Ulotki często namawiają nas do odwiedzenia sklepu i zrobienia w nim zakupów. Kolorowe strony zachęcają, np. do kupna kilograma bananów w promocyjnej cenie. Natrafia się też na propozycję wymiany okien lub odpłatnego sprzątania domu.
Ulotki są najtańszym i najpopularniejszym środkiem reklamującym każdą działalność. Należy również pamiętać że nie trafiają one do naszych skrzynek same. Pomagają im w tym młodzi ludzie, którzy za niewielkie wynagrodzenie od pracodawcy, dostarczają ulotki do naszych skrzynek.
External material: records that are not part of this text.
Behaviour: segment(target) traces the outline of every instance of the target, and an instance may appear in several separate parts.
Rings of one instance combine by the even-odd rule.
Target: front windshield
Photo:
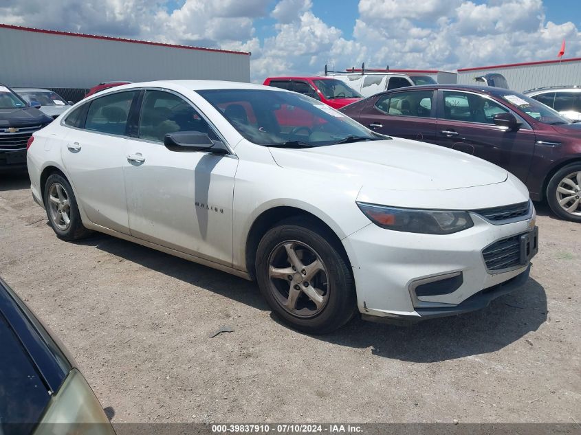
[[[503,92],[498,94],[498,96],[509,103],[509,105],[525,112],[536,121],[550,125],[571,123],[571,120],[569,118],[527,96],[514,92]]]
[[[50,91],[18,91],[18,94],[30,104],[37,101],[41,106],[66,106],[67,103],[58,94]]]
[[[197,93],[241,135],[259,145],[309,148],[380,138],[340,112],[294,92],[212,89]]]
[[[26,107],[26,104],[8,88],[0,86],[0,109],[20,109]]]
[[[437,85],[436,80],[430,76],[410,76],[414,85],[421,86],[422,85]]]
[[[335,98],[361,98],[361,94],[355,89],[350,88],[348,85],[336,78],[327,78],[325,80],[314,80],[319,91],[322,92],[327,100]]]

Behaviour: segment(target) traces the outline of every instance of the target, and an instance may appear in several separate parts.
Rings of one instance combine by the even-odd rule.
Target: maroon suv
[[[385,135],[447,146],[502,166],[534,201],[581,222],[581,124],[522,94],[456,85],[376,94],[340,111]],[[410,146],[413,146],[412,144]]]

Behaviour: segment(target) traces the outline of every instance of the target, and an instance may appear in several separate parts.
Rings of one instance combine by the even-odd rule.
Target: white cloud
[[[325,64],[455,69],[581,56],[571,22],[547,21],[542,0],[360,0],[353,36],[325,23],[312,0],[0,0],[3,23],[251,52],[254,81],[310,74]],[[336,13],[341,12],[338,5]],[[335,13],[335,11],[329,11]],[[272,36],[258,25],[275,20]]]

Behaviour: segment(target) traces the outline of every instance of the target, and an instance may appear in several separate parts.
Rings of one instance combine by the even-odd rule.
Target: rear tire
[[[261,291],[272,311],[298,331],[328,333],[356,312],[353,275],[333,239],[320,223],[293,218],[269,230],[259,244]]]
[[[567,165],[553,175],[547,186],[547,201],[562,219],[581,222],[581,162]]]
[[[60,174],[52,174],[47,179],[44,203],[48,222],[58,238],[70,242],[91,234],[83,225],[70,183]]]

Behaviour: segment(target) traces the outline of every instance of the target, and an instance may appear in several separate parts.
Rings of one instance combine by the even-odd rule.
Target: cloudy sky
[[[0,22],[251,52],[253,81],[581,57],[580,0],[0,0]]]

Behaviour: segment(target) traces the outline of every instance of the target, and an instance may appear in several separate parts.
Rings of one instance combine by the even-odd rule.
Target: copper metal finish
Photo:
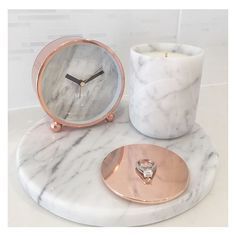
[[[112,122],[115,119],[115,114],[114,113],[109,113],[106,117],[106,121]]]
[[[148,160],[156,165],[151,181],[137,173],[137,162]],[[189,172],[176,153],[151,144],[120,147],[103,160],[105,185],[118,196],[143,204],[158,204],[181,195],[188,186]]]
[[[48,109],[48,107],[43,99],[43,94],[42,94],[43,73],[46,69],[47,64],[49,63],[49,61],[51,60],[51,58],[54,56],[54,54],[56,52],[58,52],[59,50],[61,50],[64,47],[67,47],[67,46],[73,45],[73,44],[94,44],[94,45],[104,48],[113,57],[114,61],[116,62],[117,66],[119,68],[120,74],[121,74],[121,86],[120,86],[121,88],[120,88],[119,97],[117,98],[117,100],[116,100],[115,104],[113,105],[113,107],[111,108],[111,110],[103,117],[101,117],[93,122],[89,122],[89,123],[85,123],[85,124],[70,123],[70,122],[62,120],[58,117],[55,117],[51,113],[51,111]],[[101,42],[95,41],[95,40],[88,40],[88,39],[83,39],[83,38],[74,36],[74,37],[59,38],[59,39],[49,43],[41,50],[41,52],[38,54],[38,56],[34,62],[34,65],[33,65],[32,82],[33,82],[33,87],[37,91],[38,99],[40,101],[42,108],[54,121],[56,121],[58,124],[62,124],[63,126],[83,128],[83,127],[93,126],[93,125],[98,124],[104,120],[110,120],[110,118],[107,118],[107,117],[111,113],[115,112],[115,110],[117,109],[117,107],[120,103],[121,97],[124,93],[125,74],[124,74],[124,69],[123,69],[123,66],[120,62],[120,59],[113,52],[113,50],[110,49],[108,46],[106,46],[105,44],[103,44]]]
[[[62,124],[59,124],[56,121],[54,121],[51,123],[50,128],[54,132],[59,132],[62,130]]]

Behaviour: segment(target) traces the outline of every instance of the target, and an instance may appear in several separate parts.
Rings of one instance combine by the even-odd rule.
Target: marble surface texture
[[[17,169],[25,191],[37,204],[82,224],[134,226],[176,216],[207,195],[218,155],[203,129],[196,124],[181,138],[151,139],[130,124],[127,106],[120,105],[113,123],[53,133],[45,118],[26,133],[18,147]],[[173,201],[150,206],[111,193],[101,180],[101,162],[111,150],[133,143],[158,144],[179,154],[191,173],[187,191]]]
[[[70,74],[86,80],[101,70],[104,74],[81,89],[65,78]],[[74,124],[92,122],[114,106],[121,90],[120,78],[114,59],[105,49],[93,44],[68,46],[52,57],[43,72],[43,100],[52,115],[61,120]]]
[[[153,58],[147,52],[171,52],[186,57]],[[195,123],[203,50],[172,43],[131,48],[130,120],[141,133],[161,139],[186,134]]]

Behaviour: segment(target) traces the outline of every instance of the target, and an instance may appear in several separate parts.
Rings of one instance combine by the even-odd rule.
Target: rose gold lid
[[[127,200],[158,204],[181,195],[188,186],[189,172],[176,153],[151,144],[120,147],[103,160],[105,185]]]

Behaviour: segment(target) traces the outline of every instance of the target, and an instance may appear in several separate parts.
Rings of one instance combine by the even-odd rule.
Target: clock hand
[[[92,75],[91,77],[89,77],[88,79],[84,80],[84,83],[87,84],[89,81],[97,78],[99,75],[102,75],[104,73],[103,70],[97,72],[96,74]]]
[[[66,77],[67,79],[69,79],[69,80],[73,81],[74,83],[78,84],[78,85],[80,85],[80,84],[81,84],[81,82],[84,82],[83,80],[76,79],[74,76],[72,76],[72,75],[69,75],[69,74],[66,74],[66,76],[65,76],[65,77]]]

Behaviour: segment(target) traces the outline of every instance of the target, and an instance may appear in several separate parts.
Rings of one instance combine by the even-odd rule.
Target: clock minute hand
[[[67,79],[69,79],[69,80],[71,80],[71,81],[73,81],[73,82],[75,82],[76,84],[78,84],[78,85],[80,85],[81,84],[81,82],[83,82],[83,80],[80,80],[80,79],[76,79],[74,76],[72,76],[72,75],[69,75],[69,74],[66,74],[66,76],[65,76]]]
[[[99,75],[102,75],[104,73],[103,70],[99,71],[98,73],[92,75],[91,77],[89,77],[88,79],[84,80],[84,82],[87,84],[89,81],[97,78]]]

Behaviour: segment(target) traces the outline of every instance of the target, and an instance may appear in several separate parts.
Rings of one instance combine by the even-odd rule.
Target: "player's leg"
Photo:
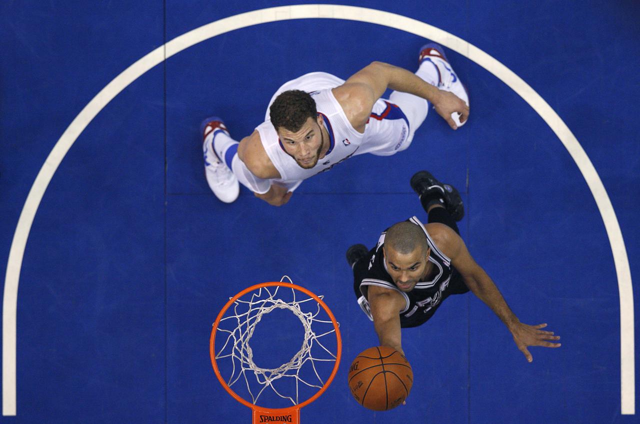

Szanujmy więc ich pracę i zabierzmy ulotkę do domu – może przez przypadek zepsuje nam się komputer i nie będziemy mogli przeglądać portalu przy wesołych rytmach Radia Świnoujście – wtedy jedynym ratunkiem będzie kupno komputera właśnie z owej kolorowej gazetki reklamowej.
- Ja bym zaproponował osobne szufladki, do których wkładałoby się ulotki. Każdy kto chciałby je obejrzeć, mógłby sam wziąć. Nie zapychałyby skrzynek chociaż... - tłumaczy nasz rozmówca.